Rules
In iceDQ, a Rule is the smallest unit of work that can be executed. It can be used to identify data issues by validating a single dataset or comparing multiple datasets. Rules are written in a combination of SQL and expressions (Groovy/Java), and the in-memory engine uses them to identify and report any data issues.
There are five types of out-of-box Rule templates available in iceDQ: Checksum, Validation, Pushdown, Recon, and Script.
Checksum Template
It is the most basic type of Rule template that allows a user to compare numeric (aggregated) values between any two data sources. The most common use case for this is Row Count Comparison. Below is the list of few more use cases.
- Compare counts between a file and table.
- Ensure the reference table has specific number of records.
- Identity the sudden spike or dip in the rows processed daily.
Validation Template
This Rule template helps identify data issues in a single dataset with multiple columns and rows of any data source. The following is a list of use cases, but it is not exhaustive.
- Identify NULL values
- Ensure value conforms to specified Datatype
- Identify any value that does not match the specified Pattern
Pushdown Template
As the name suggests this template allows users to perform push-down validations for identifying data issues in any data source.
- Identify Duplicate data in a table
- Ensure only 1 record is active at any given time (Type II Dimension Test)
- Find any Referential integrity data issues
Recon Template
This template can be used by users to identify data issues across any two data sources, regardless of the volume or type of data. It does this by comparing the data row by row and column by column.

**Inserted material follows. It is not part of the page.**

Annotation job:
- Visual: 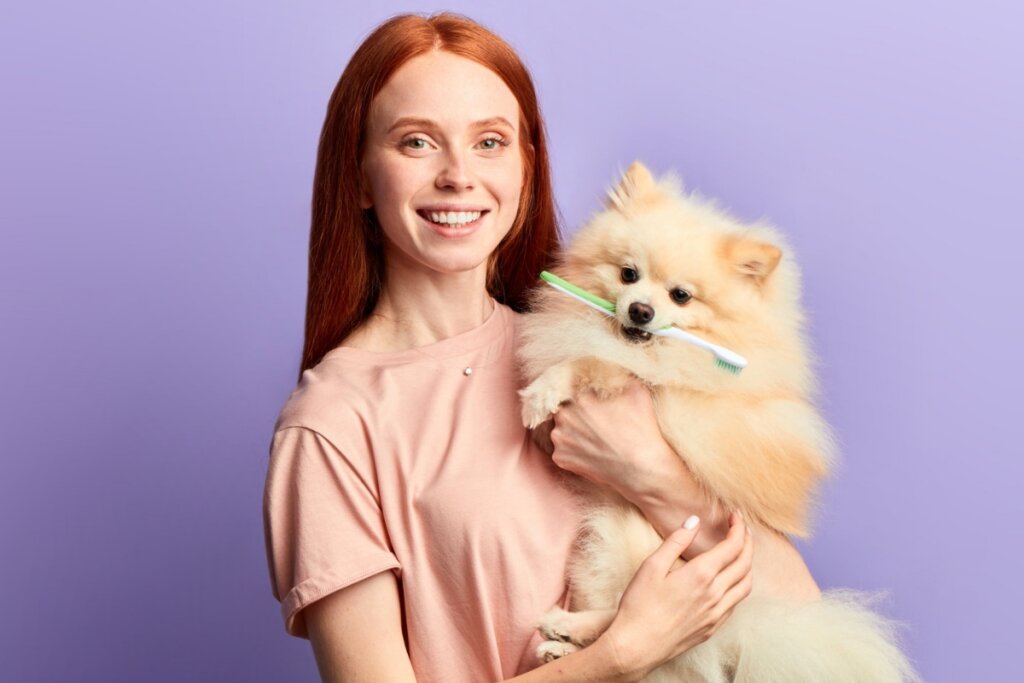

- Identify all the records that did not load in to the target as data issues.
- Ensure the schema between UAT and PROD environment is same.
- Identify any values between source and target that are not transforming correctly for specified attributes.
Script Template
Script rule enables users write and execute any kind of groovy script.
- Execute DDL/ DML statements to generate test data.
- Create a properly formatted delimited file for incoming feed files.
- Pick up values from the database to be passed as parameters to other rules.